L'affaire se corse encore davantage quand plusieurs pays voisins revendiquent la même portion de plateau. Le conflit est particulièrement aigu dans l'Arctique, où les Etats se disputent l'accès aux ressources rendues accessibles par la régression de la banquise.

Mais d'autres régions sont concernées. La France a ainsi gelé sa demande d'extension au sud des îles Matthew et Hunter, à l'est de la Nouvelle-Calédonie, car le Vanuatu y conteste sa souveraineté. L'Argentine revendique une extension autour des îles Malouines, un territoire britannique. La mer de Chine devrait être le théâtre d'importantes rivalités.

La commission des limites du plateau continental refuse d'examiner les demandes conflictuelles. Les Etats sont donc contraints de se mettre d'accord avant de soumettre une demande commune, ou doivent garantir qu'ils trancheront entre eux ultérieurement, par la négociation ou en recourant à un arbitrage international.

Une demande conjointe a ainsi été présentée par la France, l'Espagne, l'Irlande et la Grande-Bretagne pour le golfe de Gascogne. Elle a été acceptée, mais les quatre Etats ne se sont pas encore mis d'accord sur le partage du gâteau.

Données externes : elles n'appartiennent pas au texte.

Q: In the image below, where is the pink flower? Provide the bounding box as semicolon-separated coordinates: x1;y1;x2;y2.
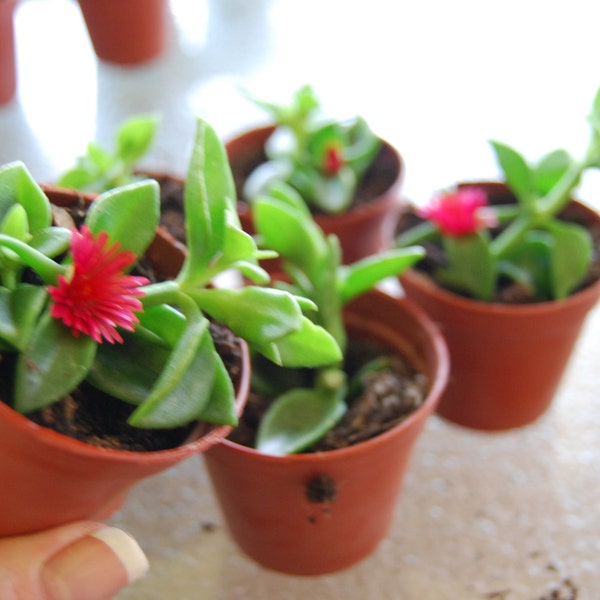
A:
417;187;497;236
48;226;149;344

Les protecteurs de l'environnement voient d'un mauvais oeil ces grandes manoeuvres sous-marines, et craignent une reproduction en mer des dégâts causés à terre par la course aux ressources. De plus, le fond de la haute mer est considéré, en vertu de la convention de Montego Bay, comme un "bien commun de l'humanité".

Un dispositif de redistribution a par ailleurs été prévu. Toute exploitation des ressources sous-marines au-delà des 200 milles donnera lieu, au bout de cinq ans, au versement d'une contribution progressive, plafonnée à 7 % de la production du site. Cette somme sera reversée aux pays les moins avancés et sans littoral.